WASHINGTON -- The Supreme Court yesterday let stand a Texas Supreme Court ruling that allows Nueces County, Tex., to tax imported crude oil while it is in transit to a refinery.
The Texas ruling could open the door to a potentially vast new revenue source for localities through which imported or exported goods are shipped, attorneys say.
Members of the Institute of PropertyTaxation, which seeks to improve state and local tax administration, "fear a forthcoming wave of new, onerous, and unconstitutional taxes on goods in transit," the institute told the court in a petition opposing the Nueces County tax.
The Supreme Court, as is traditional when it refuses to hear a case from a lower court, offered no explanation for its decision.

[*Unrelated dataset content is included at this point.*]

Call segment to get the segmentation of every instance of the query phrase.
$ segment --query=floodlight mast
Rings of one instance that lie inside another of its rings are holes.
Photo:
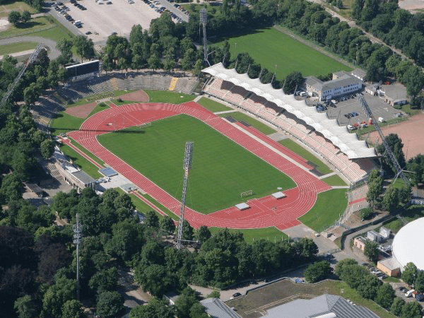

The case, Diamond Shamrock v. Nueces County Appraisal District, involves the Texas county's decision to levy ad valorem property taxes in 1988, 1989, and 1990 on imported crude oil that Diamond Shamrock Refining and Marketing Co. temporarily stored within county boundaries before shipping it to a refinery.
In a typical procedure, the oil was off-loaded from a tanker in the Gulf of Mexico and held in a storage facility before being shipped through pipelines owned by Diamond Shamrock and another carrier to Three Rivers, Tex., where Diamond Shamrock operates a refinery, the oil company said. Temporary storage was required; it said, because pipeline capacity was too limited to ship the oil all at once.
Diamond Shamrock argued that the county assessment violated the Constitution's import-export and commerce clauses. The import-export clause prohibits states from taxing imports or exports, except when needed to cover inspection costs, and the commerce clause prohibits states from erecting barriers to interstate commerce.
But the Texas high court, upholding the county, found that the taxes did not discriminate against either foreign or interstate commerce.
Nueces County argued that Diamond Shamrock has a "continuous presence" of crude oil in the county that requires "governmental services." There is a specific link to the county that justifies taxation under the commerce clause, and the import-export clause is not supposed to protect importers from bearing their fair share of the cost of government, the county told the high court.
Also, the oil is consumed within Texas rather than being merely in transit through the state, the county said. Even if the oil were destined for other states, the property taxes still represent a quid pro quo for benefits conferred by the county government, Nueces County said.
Diamond Shamrock said the property tax is the same as an import duty that relates to the mere presence of the oil within the county's jurisdiction. The high court has previously held that goods in transit are immune from state and local property taxation, and a "brightline rule" is needed to make this clear, the company said.
Diamond Shamrock and the Institute for Property Taxation said the United States imports more than $50 billion of oil a year, which makes up 10% of all imported goods. "While the means of transportation may differ for other goods, those goods are likewise subject to taxation at their ports of entry under the Texas Supreme Court's opinion," the institute said.
The Texas court's holding may lead to taxation of goods not only in transit between the United States and other countries but also among states, the institute said.
At least 40 states impose or authorize localities to impose personal property taxes, Diamond Shamrock said. While several states specifically prohibit imposing such levies on goods in transit, "most do not, and others appear to have ignored the Constitution's ban against such taxes," the company said in its petition for review.
Foreign trade is on the rise, and raw materials such as oil "are especially vulnerable to taxation at their ports of entry," Diamond Shamrock said. The Texas ruling will tempt other ports with "potentially vast and politically painless revenues to be derived from imposing import duties on foreign commerce," the company said.
The high court also refused to review two cases involving a major issue in the ongoing debate over litigation reform -- whether shareholders in a class action suit that is settled in state court can take individual challenges under federal securities law to federal courts.
The court in its 1993-94 term rejected a similar case, Ticor Title Insurance Co. v. Brown, because of a procedural problem. Yesterday, the court declined to hear arguments in similar cases that attorneys said did not have the procedural problem, Sandler Associates v. Bellsouth Corp. and Grimes and Holbrook v. Vitalink Communications Corp.
Under settlement provisions certified by a Delaware court and upheld by the U.S. Court of Appeals for the Third Circuit, shareholders in the class actions are precluded from going to federal court with lawsuits in connection with mergers and acquisitions involving the two companies named in the cases.
Shareholders C.L. Grimes and G.W. Holbrook said in their petition for review that Arthur Levitt, chairman of the Securities and Exchange Commission, has raised concerns about potential conflicts of interest between attorneys who negotiate settlements of class action suits for large fees that may not be in the best interest of shareholders.
In both cases, attorneys on behalf of certain shareholders received large fees for negotiating settlements for money damages with Bellsouth and Vitalink that prevent other individual shareholders from "opting out" and pursuing challenges to the corporate actions in question under federal securities law, Grimes and Holbrook said.
The high court yesterday also refused to hear a case, Tahoe Keys Property Owners Association v. California State Water Resources Control Board, that involves whether fees exacted by localities from developers to mitigate effects of construction are unconstitutional takings of property.